Via VoxP comes this piece in the NYtimes 10 days ago or so. It notes that the Whitehouse has changed its email process so that instead of being able to send a mail to an address, you have to go through a filter – some 9 pages or so – before you get to actually send anything. The first question is, effectively, are you pro or con the Administration?

In the Times …

“Over all, it’s a very cumbersome process,” said Jakob Nielsen, an authority on Web design who helps run a consulting group, Nielsen Norman Group, in Fremont, Calif. “It’s probably designed deliberately to cut down on their e-mail.”

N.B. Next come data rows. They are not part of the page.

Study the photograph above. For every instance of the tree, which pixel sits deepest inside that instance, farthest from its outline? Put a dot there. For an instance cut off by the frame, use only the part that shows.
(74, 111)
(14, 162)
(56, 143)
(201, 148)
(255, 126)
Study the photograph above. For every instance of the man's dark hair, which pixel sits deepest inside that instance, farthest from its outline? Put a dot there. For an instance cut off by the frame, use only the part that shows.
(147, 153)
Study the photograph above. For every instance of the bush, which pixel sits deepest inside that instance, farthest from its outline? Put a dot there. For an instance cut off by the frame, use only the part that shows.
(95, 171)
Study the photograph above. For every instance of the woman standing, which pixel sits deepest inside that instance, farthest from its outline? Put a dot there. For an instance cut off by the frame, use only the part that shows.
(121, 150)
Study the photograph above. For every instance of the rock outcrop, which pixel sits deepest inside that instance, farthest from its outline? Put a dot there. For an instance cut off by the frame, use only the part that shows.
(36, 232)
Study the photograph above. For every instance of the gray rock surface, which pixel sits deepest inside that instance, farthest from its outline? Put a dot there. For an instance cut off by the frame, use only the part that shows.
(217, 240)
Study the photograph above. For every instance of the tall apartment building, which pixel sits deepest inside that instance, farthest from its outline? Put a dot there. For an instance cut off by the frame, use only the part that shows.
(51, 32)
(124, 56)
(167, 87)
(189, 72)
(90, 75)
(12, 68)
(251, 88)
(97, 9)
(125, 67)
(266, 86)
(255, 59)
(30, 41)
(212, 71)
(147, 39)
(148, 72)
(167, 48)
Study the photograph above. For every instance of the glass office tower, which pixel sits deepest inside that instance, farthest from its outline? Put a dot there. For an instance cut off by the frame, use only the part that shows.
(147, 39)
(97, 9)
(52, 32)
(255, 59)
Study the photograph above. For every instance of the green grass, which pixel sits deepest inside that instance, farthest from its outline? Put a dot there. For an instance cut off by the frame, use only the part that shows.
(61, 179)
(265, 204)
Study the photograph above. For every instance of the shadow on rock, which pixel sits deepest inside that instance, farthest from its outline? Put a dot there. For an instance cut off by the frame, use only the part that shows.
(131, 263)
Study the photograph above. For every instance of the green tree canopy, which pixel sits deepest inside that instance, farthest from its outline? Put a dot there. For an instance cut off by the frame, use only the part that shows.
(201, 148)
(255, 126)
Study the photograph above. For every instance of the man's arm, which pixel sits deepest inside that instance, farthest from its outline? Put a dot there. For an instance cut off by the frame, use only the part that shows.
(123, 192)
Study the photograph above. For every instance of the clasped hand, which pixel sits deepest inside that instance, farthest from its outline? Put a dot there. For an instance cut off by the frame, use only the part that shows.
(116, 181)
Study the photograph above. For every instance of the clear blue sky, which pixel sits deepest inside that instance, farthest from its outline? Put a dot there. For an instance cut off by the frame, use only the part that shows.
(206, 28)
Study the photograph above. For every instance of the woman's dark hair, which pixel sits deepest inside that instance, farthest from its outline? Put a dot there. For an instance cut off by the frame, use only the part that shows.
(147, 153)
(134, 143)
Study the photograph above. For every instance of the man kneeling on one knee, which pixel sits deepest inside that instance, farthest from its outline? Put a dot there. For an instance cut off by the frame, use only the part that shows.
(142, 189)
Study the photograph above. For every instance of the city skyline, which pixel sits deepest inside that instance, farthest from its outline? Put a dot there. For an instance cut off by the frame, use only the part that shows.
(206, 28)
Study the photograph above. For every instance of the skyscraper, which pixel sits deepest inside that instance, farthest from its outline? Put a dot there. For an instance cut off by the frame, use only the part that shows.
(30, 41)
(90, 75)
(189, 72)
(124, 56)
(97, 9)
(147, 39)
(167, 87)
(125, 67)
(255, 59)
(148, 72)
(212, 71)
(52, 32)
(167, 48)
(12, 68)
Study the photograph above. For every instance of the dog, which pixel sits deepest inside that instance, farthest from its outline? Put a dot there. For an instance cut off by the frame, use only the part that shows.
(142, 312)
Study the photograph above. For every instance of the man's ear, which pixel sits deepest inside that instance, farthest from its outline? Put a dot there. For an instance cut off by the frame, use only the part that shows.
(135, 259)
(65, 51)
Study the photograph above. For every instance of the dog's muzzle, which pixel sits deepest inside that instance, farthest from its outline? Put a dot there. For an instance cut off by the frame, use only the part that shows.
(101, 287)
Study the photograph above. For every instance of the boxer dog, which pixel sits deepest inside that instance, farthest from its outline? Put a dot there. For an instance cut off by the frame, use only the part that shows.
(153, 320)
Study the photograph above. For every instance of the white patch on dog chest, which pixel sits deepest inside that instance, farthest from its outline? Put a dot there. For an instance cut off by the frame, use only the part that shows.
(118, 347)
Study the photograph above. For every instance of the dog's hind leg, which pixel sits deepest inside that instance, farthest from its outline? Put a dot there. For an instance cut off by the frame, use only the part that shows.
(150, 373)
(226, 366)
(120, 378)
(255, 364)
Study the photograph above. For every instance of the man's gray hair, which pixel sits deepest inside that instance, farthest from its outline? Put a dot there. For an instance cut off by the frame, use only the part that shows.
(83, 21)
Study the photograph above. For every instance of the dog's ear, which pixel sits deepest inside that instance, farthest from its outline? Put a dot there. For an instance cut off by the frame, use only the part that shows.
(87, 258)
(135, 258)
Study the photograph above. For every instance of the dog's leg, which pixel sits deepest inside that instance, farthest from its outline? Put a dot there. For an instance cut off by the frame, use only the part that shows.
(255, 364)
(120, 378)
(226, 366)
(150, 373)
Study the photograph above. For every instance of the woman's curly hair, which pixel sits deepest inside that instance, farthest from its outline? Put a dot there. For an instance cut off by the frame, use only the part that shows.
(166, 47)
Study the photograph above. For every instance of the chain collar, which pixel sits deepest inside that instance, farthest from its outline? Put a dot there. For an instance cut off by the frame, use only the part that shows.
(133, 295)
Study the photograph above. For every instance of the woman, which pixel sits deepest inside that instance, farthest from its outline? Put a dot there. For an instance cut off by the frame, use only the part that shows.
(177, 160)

Which, of course, you have to agree with on all counts. I have no idea how much paper mail the Whitehouse gets, but they quote 15,000 email a day before this process. Maybe the Prime Minister here gets 1/2 million paper letters a year. You can multiply that up and guess that the PM could be heading for 5,000 email a day minimum.

So the choice is pretty simple I guess:

Pay for 1000 people to sift, filter, process, respond to or delete millions of mail a year,

or make the process difficult enough so that spam mail can’t be sent, nor can vast email campaigns be co-ordinated to inundate the mail system, nor mail overloads be used to fill the boxes up.

As a taxpayer, I know which one I want. The idea of paying thousands of people to process mail that will mostly be repetitive, abusive and downright ugly is not in my list of things to do in transforming government. You should see the mail I get (my mail address is listed on the OeE website). I get incredible things sent to me – words that I don’t even use myself (and I’m wont to use a few). If that’s were to happen to the PM mailbox, then it would either be taken away or just used as a dumping ground with few mails actually getting a response. That wouldn’t be democracy.

So, I hope that if and when the PM puts a mail service online, he goes the way of the Whitehouse, because any other approach would be folly. And, as the US Admin Official responsible says …

“When it comes to a Web site, it’s a bit like a movie,” Mr. Orr said. “Some will say it’s a tour de force; some will say it fell flat.”

Most of the time, you lose when you do something like this. But it gets my vote.